Noosphere89 comments on tailcalled’s Shortform

Noosphere89 19 Jun 2025 20:59 UTC
2 points
0

The human delegation and verification vs. generation discussion is in instrumental values mode, so what matters there is alignment of instrumental goals via incentives (and practical difficulties of gaming them too much), not alignment of terminal values. Verifying all work is impractical comparing to setting up sufficient incentives to align instrumental values to the task.

Yeah, I was lumping the instrumental values alignment as not actually trying to align values, which was the important part here.

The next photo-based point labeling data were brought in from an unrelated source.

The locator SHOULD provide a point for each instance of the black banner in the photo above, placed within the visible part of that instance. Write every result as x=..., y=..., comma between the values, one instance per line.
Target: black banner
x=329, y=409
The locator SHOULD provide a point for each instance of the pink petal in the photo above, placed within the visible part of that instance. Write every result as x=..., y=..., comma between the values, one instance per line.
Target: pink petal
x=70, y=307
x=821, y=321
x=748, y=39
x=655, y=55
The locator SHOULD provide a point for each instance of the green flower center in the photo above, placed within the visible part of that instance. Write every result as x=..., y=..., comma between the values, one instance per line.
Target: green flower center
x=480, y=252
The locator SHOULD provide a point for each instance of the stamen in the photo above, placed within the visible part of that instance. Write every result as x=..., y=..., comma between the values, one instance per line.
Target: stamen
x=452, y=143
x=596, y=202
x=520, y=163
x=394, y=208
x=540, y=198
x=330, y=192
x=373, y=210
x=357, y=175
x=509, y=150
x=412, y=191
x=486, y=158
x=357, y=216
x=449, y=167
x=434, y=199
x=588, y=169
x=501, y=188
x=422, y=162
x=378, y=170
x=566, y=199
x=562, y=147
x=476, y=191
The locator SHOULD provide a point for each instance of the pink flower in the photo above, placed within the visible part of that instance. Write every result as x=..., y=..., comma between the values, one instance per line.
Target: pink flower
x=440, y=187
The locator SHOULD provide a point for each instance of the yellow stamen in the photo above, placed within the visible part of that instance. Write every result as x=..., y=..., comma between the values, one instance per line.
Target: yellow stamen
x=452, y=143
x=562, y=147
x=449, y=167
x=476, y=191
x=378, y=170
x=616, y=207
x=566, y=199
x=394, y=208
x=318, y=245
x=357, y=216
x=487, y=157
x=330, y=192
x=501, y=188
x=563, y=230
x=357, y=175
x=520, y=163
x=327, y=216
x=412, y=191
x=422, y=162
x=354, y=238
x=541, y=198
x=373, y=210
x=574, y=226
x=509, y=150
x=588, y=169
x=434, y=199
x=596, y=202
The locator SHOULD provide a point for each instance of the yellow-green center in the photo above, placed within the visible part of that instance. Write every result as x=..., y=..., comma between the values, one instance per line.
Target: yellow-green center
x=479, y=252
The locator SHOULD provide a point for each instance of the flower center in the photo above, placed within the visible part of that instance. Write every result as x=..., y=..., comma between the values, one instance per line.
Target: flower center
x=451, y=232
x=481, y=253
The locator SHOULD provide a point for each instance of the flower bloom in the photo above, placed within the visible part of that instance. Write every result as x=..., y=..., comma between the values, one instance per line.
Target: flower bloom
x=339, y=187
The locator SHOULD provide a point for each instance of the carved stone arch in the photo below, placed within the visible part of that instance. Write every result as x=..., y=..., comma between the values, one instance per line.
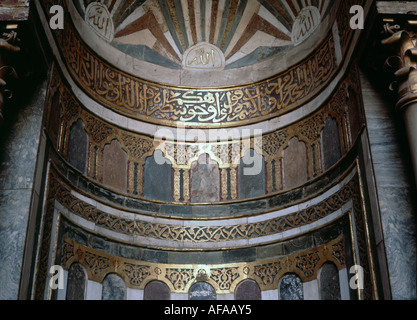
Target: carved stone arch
x=114, y=287
x=290, y=287
x=156, y=290
x=248, y=289
x=77, y=282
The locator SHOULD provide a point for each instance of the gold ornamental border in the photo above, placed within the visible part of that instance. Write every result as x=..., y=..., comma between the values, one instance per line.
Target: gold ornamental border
x=59, y=191
x=227, y=154
x=195, y=107
x=223, y=277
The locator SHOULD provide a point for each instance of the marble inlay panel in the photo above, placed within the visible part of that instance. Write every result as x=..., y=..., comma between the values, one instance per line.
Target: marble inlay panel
x=14, y=208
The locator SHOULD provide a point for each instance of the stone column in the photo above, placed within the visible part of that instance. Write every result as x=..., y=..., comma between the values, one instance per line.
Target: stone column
x=402, y=42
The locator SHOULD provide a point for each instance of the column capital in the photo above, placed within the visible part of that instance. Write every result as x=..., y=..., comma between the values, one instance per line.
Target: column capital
x=400, y=41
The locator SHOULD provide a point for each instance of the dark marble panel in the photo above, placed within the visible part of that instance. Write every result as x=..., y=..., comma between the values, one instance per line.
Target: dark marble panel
x=399, y=223
x=251, y=186
x=78, y=146
x=204, y=180
x=20, y=140
x=115, y=166
x=156, y=290
x=291, y=288
x=114, y=288
x=158, y=178
x=77, y=282
x=202, y=291
x=248, y=290
x=295, y=164
x=330, y=143
x=14, y=210
x=329, y=282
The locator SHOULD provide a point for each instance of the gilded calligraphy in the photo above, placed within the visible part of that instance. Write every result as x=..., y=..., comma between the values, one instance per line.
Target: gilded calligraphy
x=204, y=56
x=145, y=100
x=307, y=21
x=98, y=17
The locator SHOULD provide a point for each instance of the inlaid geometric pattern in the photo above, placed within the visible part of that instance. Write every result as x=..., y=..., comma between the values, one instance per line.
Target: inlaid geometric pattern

For AIs, that corresponds to mundane intent alignment, which also works fine while AIs don’t have practical options to coerce or disassemble you, at which point ambitious value alignment (suddenly) becomes relevant. But verification/generation is mostly relevant for setting up incentives for AIs that are not too powerful (what it would do to ambitious value alignment is anyone’s guess, but probably nothing good). Just as a fox’s den is part of its phenotype, incentives set up for AIs might have the form of weight updates, psychological drives, but that doesn’t necessarily make them part of AI’s more reflectively stable terminal values when it’s no longer at your mercy.

The main value of verification vs generation is to make proposals like AI control/AI automated alignment more valuable.

To be clear, the verification vs generation distinction isn’t an argument for why we don’t need to align AIs forever, but rather as a supporting argument for why we can automate away the hard part of AI alignment.

There are other principles that would be used, to be clear, but I was mentioning the verification/generation difference to partially justify why AI alignment can be done soon enough.

Flag: I’d say ambitious value alignment starts becoming necessary once they can arbitrarily coerce/disassemble/overwrite you, and they don’t need your cooperation/time to do that anymore, unlike real-world rich people.

The issue that causes ambitious value alignment to be relevant is once you stop depending on a set of beings you once depended on, there’s no intrinsic reason not to harm them/kill them if it benefits your selfish goals, and for future humans/AIs there will be a lot of such opportunities, which means you now at the very least need enough value alignment such that it will take somewhat costly actions to avoid harming/killing beings that have no bargaining/economic power or worth.

This is very much unlike any real-life case of a society existing, and this is a reason why the current mechanisms like democracy and capitalism that try to make values less relevant simply do not work for AIs.

Value alignment is necessary in the long run for incentives to work out once ASI arrives on the scene.